Tokyo 2020 have unveiled the completed Ariake Gymnastics Centre ©Getty Images

Tokyo 2020 has unveiled the completed Ariake Gymnastics Centre, with the traditional Japanese style facility one of the latest venues delivered for next year’s Olympic and Paralympic Games.

The 12,000-capacity venue is set to host artistic, rhythmic and trampoline gymnastics competitions during the Olympic Games.

Boccia will then be held at the venue during the Paralympic Games.

Tokyo 2020 claim the on-time completion is evidence their preparations for the Games are on track.

The venue is located in the Tokyo Bay Zone, with the Athletes’ Village and Main Press Centre claimed to be a five minutes drive away.

The Ariake Tennis Park and the Ariake Arena, where volleyball competition will take place, after close to the completed building.

Construction is also continuing on the nearby temporary Ariake Urban Sports Park, which will host BMX Freestyle, BMX racing and skateboarding events.

Tokyo 2020 revealed the area was previously used primarily for timber storage, which inspired the design and construction of the Ariake Gymnastics Centre.

Timber has been used for the roof frames, the main auditorium and the building’s exterior, with the design aimed at showcasing traditional Japanese craftsmanship.

Organisers claim the venue features one of the largest timber roofs in the world, with the 30-metre-wide structure built from larch wood from the Nagano and Hokkaido prefectures.

The venue features a 30 metre wide timber roof ©Getty Images
The venue features a 30 metre wide timber roof ©Getty Images

Japanese cedar was used to create the exterior shape of wooden vessels, with Tokyo 2020 claiming the external concourse is similar to an engawa, a Japanese-style veranda.

The venue has 90 metre wooden roof beams and is free of steel framework, which has allowed the creation of a large open space without pillars in the centre of the venue.

Spectators will sit on specially crafted wooden benches at the venue made of cedar from the Mie prefecture.

Ticket holders will be in their seats from July 25 next year, when the artistic gymnastics competition begins.

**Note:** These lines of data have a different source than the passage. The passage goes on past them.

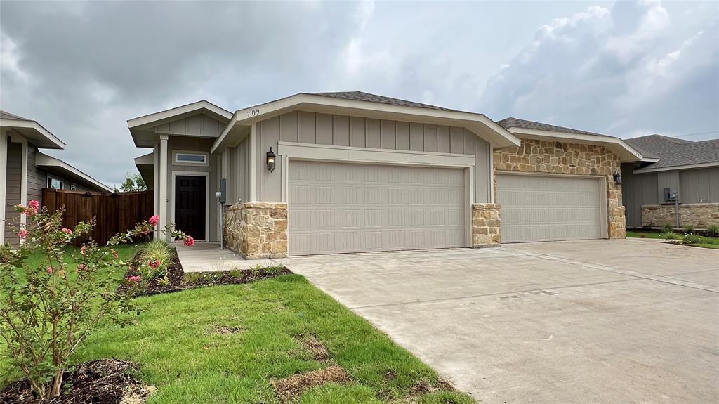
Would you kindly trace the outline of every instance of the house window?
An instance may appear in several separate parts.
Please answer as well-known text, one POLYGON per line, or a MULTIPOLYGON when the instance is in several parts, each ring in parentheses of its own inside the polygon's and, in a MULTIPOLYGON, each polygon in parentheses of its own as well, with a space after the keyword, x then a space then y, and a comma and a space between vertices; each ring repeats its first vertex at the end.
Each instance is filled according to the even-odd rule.
POLYGON ((65 184, 63 181, 52 177, 47 177, 47 188, 52 189, 63 189, 65 184))
POLYGON ((207 165, 207 155, 203 153, 175 152, 175 162, 177 164, 207 165))

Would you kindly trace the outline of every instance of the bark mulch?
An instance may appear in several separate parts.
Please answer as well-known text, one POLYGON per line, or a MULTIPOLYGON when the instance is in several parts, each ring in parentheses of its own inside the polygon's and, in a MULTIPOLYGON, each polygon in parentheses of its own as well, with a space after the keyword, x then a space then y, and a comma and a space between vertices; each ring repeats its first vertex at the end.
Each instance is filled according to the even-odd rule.
MULTIPOLYGON (((4 404, 141 404, 157 390, 133 377, 132 362, 99 359, 77 366, 65 373, 63 384, 71 386, 58 397, 38 400, 27 380, 19 380, 0 390, 4 404)), ((49 387, 47 388, 50 388, 49 387)))
MULTIPOLYGON (((140 260, 141 252, 137 252, 129 268, 125 272, 124 279, 131 276, 142 275, 138 268, 145 264, 140 260)), ((142 290, 131 288, 127 282, 124 282, 117 289, 118 292, 132 291, 136 295, 155 295, 168 292, 186 290, 203 286, 218 285, 237 285, 247 283, 262 279, 270 279, 280 275, 293 273, 285 267, 277 266, 251 270, 231 270, 226 271, 213 271, 206 272, 186 273, 180 264, 177 251, 173 249, 170 258, 172 264, 168 267, 168 279, 169 282, 163 283, 160 279, 152 279, 146 282, 146 287, 142 290)))

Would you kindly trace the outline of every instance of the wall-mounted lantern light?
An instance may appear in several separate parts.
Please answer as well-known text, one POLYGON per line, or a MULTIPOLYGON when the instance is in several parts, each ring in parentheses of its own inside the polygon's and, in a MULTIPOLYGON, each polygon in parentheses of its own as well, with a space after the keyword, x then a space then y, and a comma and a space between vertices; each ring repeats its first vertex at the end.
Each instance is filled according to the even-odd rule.
POLYGON ((275 170, 275 153, 272 151, 272 147, 270 147, 270 151, 267 152, 267 170, 272 173, 275 170))
POLYGON ((622 185, 622 175, 619 173, 614 173, 614 183, 618 185, 622 185))

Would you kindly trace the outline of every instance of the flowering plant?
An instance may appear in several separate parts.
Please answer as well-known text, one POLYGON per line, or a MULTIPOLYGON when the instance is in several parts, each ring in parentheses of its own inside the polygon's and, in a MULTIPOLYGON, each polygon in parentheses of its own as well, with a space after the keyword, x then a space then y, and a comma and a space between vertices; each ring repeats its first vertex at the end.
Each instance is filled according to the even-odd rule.
MULTIPOLYGON (((116 291, 116 274, 124 273, 129 262, 112 247, 152 231, 157 218, 113 237, 106 246, 91 240, 73 253, 66 247, 88 237, 94 219, 68 229, 62 226, 64 209, 50 214, 31 201, 16 210, 26 216, 18 233, 24 242, 17 249, 0 247, 0 336, 6 346, 2 354, 43 399, 60 395, 69 360, 88 335, 104 323, 134 321, 135 302, 116 291)), ((171 226, 165 231, 191 239, 171 226)), ((141 281, 133 277, 128 281, 141 281)))

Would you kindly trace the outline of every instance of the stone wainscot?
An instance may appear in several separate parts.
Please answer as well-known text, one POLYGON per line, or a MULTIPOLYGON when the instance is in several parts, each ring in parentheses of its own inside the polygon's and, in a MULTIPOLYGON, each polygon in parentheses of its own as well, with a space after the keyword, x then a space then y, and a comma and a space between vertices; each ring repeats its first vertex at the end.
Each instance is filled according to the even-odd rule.
POLYGON ((287 257, 287 203, 237 203, 225 208, 222 221, 225 246, 242 257, 287 257))
MULTIPOLYGON (((674 226, 674 205, 642 205, 641 225, 646 227, 674 226)), ((719 203, 681 203, 679 206, 679 225, 706 229, 719 226, 719 203)))
MULTIPOLYGON (((607 234, 610 239, 626 237, 622 188, 614 183, 620 171, 619 157, 603 146, 522 139, 519 147, 494 151, 495 174, 503 171, 544 173, 603 177, 607 183, 607 234)), ((497 187, 495 184, 495 201, 497 187)))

Medals will be won in artistic gymnastics from July 27 to 30, as well as from August 2 to 4.

Trampoline competition will be held from July 31 to August 1, while rhythmic gymnastics will be held from August 7 to 9.

Tokyo 2020 gymnastics sport manager Koichi Endo expressed his hope the venue could create a similar atmosphere to the 1964 Olympic Games, where his father clinched gold in the men’s individual all-around, parallel bars and team event.

"We need to ensure the athletes are not alone, but are one with the spectators to help them perform well," Endo said.

"We want the make it the best Games possible.

"The first event here will be the World Trampoline Championships in November.

"Olympic qualification will be on offer, so it will be a big event for the opening of the venue."

Traditional wooden benches will be used as seats for spectators ©Getty Images
Traditional wooden benches will be used as seats for spectators ©Getty Images

Boccia competition will take place at the venue from August 29 to September 5.

Yasumasa Saito, the boccia’s venue manager, claimed there had been a high interest in Paralympic tickets.

"The sport is gaining interest," he said.

"This needs to be a full stadium so the athletes can perform to their best."

 Tokyo 2020 say the only three remaining permanent venues need to be completed, with five having already been delivered.

The Games also has 25 existing venues and will have 10 temporary structures.

The Olympic Stadium is expected to be completed by the Japan Sport Council in the coming days, with Tokyo 2020 deeming the venue to be 99 per cent complete.

The Ariake Arena will be delivered in December by the Tokyo Metropolitan Government, with the Tokyo Aquatics Centre set to be the final completed venue in February.